L’ancien ministre délégué auprès du président de la République chargé de la Défense nationale, devenu l’un des plus farouches opposants au régime de Patrice Talon, a, depuis plusieurs années, tenu un discours constant, lucide et prémonitoire sur l’évolution du jeu politique béninois. Inlassablement, il avait prévenu : « Les Démocrates font fausse route. » Pour lui, la stratégie de ce parti d’opposition était vouée à l’échec dans un système verrouillé où les règles du jeu politique ne favorisent pas une véritable compétition.
Ses critiques, souvent jugées excessives ou pessimistes, trouvent aujourd’hui un écho retentissant dans la réalité. La récente décision de la Cour constitutionnelle confirmant l’invalidité du parrainage de Sodjinou Michel, entraînant le rejet du duo de candidats de Les Démocrates, vient illustrer, de façon éclatante, la pertinence de son analyse.

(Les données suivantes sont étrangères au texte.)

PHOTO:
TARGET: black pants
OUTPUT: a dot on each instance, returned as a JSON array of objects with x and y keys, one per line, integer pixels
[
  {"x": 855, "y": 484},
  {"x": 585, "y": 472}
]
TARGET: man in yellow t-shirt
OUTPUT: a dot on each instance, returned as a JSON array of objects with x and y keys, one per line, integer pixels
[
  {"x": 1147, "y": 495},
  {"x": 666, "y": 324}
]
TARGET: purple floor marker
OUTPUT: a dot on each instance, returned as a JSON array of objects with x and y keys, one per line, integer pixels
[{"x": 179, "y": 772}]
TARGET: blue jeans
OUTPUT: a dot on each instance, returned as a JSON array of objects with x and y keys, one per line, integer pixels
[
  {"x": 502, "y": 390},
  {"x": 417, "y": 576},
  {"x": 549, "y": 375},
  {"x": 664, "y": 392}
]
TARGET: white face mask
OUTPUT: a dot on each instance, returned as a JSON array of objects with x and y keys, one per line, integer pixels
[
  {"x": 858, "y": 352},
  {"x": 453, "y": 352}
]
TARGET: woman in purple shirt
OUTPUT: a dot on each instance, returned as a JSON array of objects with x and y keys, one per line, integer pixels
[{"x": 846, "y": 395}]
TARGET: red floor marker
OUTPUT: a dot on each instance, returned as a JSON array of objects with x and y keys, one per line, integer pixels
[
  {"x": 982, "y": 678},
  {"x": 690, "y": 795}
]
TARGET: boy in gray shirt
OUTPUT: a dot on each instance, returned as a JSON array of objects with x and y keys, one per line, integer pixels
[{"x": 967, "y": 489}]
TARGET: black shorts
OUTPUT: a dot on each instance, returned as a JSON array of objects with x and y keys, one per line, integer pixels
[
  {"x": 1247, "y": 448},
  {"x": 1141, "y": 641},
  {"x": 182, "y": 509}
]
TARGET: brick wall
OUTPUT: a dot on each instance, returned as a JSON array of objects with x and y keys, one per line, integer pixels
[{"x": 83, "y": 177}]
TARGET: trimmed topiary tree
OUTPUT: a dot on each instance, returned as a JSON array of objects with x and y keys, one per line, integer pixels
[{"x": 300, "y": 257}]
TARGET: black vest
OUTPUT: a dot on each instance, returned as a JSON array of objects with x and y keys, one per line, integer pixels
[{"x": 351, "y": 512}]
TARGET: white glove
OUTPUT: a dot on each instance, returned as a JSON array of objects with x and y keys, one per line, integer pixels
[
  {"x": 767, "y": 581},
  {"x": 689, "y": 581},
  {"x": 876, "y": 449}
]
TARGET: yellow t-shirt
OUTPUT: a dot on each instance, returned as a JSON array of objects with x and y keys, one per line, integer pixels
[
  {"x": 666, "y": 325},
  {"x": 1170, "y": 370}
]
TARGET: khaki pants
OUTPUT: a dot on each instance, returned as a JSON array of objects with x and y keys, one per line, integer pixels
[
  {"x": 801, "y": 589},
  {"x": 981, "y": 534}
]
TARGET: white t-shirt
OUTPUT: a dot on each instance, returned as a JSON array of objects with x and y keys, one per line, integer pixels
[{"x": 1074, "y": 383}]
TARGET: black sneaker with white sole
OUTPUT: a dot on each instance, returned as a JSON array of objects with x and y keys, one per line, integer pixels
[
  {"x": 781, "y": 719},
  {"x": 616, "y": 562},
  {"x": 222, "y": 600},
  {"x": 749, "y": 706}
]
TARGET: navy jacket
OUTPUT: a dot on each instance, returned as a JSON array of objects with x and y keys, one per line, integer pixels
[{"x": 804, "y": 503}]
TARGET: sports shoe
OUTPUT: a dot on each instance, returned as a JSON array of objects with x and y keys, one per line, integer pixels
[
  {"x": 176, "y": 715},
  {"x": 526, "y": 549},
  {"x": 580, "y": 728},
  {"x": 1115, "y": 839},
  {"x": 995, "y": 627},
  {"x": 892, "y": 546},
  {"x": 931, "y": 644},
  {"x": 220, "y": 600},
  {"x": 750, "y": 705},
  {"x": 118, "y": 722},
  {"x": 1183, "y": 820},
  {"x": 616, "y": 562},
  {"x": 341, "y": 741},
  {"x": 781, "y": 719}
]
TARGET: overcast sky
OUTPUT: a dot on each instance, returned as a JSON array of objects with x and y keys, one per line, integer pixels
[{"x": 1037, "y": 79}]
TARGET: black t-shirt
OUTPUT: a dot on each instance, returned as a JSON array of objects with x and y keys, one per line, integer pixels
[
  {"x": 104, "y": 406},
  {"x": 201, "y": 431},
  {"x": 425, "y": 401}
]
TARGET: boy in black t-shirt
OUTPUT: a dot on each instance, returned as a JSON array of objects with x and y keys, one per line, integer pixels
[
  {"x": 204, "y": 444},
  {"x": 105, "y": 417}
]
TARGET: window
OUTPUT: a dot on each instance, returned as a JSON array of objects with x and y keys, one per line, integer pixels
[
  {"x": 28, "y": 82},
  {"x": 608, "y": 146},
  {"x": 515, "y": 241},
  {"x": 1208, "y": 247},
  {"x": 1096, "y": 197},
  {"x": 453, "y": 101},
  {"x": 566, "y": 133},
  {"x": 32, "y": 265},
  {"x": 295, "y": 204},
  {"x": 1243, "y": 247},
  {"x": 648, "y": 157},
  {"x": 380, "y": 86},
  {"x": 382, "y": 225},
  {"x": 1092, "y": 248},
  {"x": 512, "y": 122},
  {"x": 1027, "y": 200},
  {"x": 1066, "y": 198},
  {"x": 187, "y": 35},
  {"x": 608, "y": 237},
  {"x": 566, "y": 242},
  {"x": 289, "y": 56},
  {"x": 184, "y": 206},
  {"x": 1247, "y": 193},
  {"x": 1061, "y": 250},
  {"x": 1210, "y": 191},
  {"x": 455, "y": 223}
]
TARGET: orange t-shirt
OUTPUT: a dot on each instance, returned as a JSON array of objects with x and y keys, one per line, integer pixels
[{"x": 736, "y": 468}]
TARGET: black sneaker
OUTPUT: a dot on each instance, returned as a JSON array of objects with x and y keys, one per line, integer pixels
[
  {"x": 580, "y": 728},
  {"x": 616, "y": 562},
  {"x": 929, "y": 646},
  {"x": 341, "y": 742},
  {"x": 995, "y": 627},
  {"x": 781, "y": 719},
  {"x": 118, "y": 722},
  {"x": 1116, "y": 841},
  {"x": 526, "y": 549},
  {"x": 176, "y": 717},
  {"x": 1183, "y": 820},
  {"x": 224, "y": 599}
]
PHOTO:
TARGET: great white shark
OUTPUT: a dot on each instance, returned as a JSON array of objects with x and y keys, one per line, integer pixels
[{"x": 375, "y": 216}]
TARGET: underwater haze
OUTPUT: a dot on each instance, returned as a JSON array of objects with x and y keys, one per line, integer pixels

Comme si cela ne suffisait pas, le parti d’opposition traverse une crise interne profonde : six de ses députés ont claqué la porte, fragilisant davantage sa cohésion et sa crédibilité. Pendant ce temps, Candide Azannaï, fidèle à ses convictions, observe, serein, l’histoire dérouler le scénario qu’il avait déjà prédit. Le peuple béninois, lui, n’est pas dupe. Il voit, il écoute, il analyse.
Les citoyens mesurent désormais la justesse des positions et la cohérence des trajectoires politiques. Ils savent reconnaître la clairvoyance dans un paysage souvent dominé par l’émotion et la posture. Et, dans ce concert de désillusions et de volte-face, un nom s’impose, celui d’un homme qui n’a jamais varié dans ses principes : Candide Azannaï. L’histoire lui donne raison — non parce qu’il triomphe des autres, mais parce que la lucidité finit toujours par être reconnue.